Trotz Rechtsvorschriften in allen EU-Ländern kostet Korruption die EU-Wirtschaft jedes Jahr noch immer 120 Milliarden Euro. Ein neues Maßnahmenpaket der EU-Kommission soll die EU-Mitgliedsstaaten nun dazu anhalten, entschlossener gegen Korruption vorzugehen.

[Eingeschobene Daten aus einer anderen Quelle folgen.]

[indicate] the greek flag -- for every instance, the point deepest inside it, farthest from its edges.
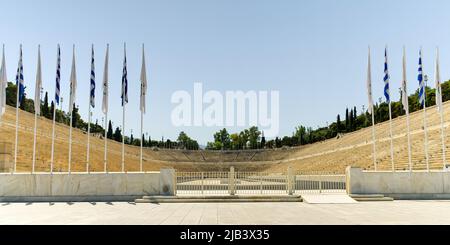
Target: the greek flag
(438, 83)
(19, 78)
(58, 75)
(143, 82)
(3, 82)
(105, 83)
(404, 89)
(421, 82)
(37, 90)
(369, 85)
(73, 83)
(92, 100)
(386, 78)
(124, 79)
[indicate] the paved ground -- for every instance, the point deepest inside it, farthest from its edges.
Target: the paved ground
(397, 212)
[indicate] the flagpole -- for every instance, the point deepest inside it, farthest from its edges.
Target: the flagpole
(387, 94)
(440, 107)
(34, 142)
(425, 132)
(70, 141)
(106, 140)
(105, 105)
(369, 93)
(142, 122)
(89, 136)
(71, 107)
(123, 133)
(373, 138)
(443, 138)
(392, 140)
(423, 85)
(17, 111)
(405, 103)
(124, 100)
(409, 140)
(53, 139)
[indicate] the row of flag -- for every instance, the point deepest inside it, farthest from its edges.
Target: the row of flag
(73, 88)
(73, 81)
(422, 98)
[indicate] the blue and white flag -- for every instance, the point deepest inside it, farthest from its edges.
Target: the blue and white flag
(105, 83)
(37, 90)
(58, 76)
(124, 95)
(92, 93)
(3, 83)
(19, 78)
(405, 102)
(386, 78)
(143, 82)
(421, 82)
(369, 85)
(438, 83)
(73, 83)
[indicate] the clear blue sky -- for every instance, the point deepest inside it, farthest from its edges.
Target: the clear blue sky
(313, 52)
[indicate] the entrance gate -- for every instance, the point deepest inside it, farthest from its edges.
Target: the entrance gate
(257, 183)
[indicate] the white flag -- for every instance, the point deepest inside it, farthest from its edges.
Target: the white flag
(73, 83)
(37, 92)
(404, 89)
(3, 84)
(143, 81)
(438, 83)
(105, 83)
(369, 84)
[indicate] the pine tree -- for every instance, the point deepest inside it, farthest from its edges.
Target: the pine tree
(346, 120)
(109, 135)
(338, 123)
(44, 107)
(52, 110)
(118, 135)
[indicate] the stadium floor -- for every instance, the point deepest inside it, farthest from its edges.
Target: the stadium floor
(396, 212)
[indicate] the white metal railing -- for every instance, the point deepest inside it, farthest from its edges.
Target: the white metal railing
(257, 183)
(319, 182)
(202, 183)
(260, 183)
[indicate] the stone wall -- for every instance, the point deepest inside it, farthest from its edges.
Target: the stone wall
(78, 186)
(399, 185)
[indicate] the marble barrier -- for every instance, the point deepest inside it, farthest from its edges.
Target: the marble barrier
(399, 184)
(78, 186)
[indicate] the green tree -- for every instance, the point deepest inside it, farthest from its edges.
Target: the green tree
(117, 135)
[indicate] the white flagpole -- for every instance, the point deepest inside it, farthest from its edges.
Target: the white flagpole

Trotz Rechtsvorschriften in allen EU-Ländern kostet Korruption die EU-Wirtschaft jedes Jahr noch immer 120 Milliarden Euro. Ein neues Maßnahmenpaket der EU-Kommission soll die EU-Mitgliedsstaaten nun dazu anhalten, entschlossener gegen Korruption vorzugehen. Regelmäßige Evaluierungen bezüglich des Fortschrittes der Länder in der Bekämpfung und Vorbeugung sollen für eine bessere Überwachung sorgen. Ab 2013 werden alle zwei Jahre Berichte veröffentlicht, die jene der einschlägigen internationalen Einrichtungen ergänzen werden. Des Weiteren soll unter anderem die Zusammenarbeit von Europol und dem Europäischen Amt für Betrugsbekämpfung (OLAF) gestärkt werden. Darüber hinaus möchte die EU in der Antikorruptionsgruppe des Europarats (GRECO) mitwirken, der bereits alle Mitgliedstaaten angehören. Ergänzt wird die beschlossene Strategie durch den Aktionsplan zur Bekämpfung des Zigaretten-und Alkoholschmuggels entlang der Ostgrenze der EU. Dieser sieht vor allem vor, die Kapazitäten auf beiden Grenzseiten auszuweiten sowie Einsatzkräfte noch besser auszubilden und auszurüsten. Die vorgeschlagenen Maßnahmen sollen bis 2014 in Kraft treten.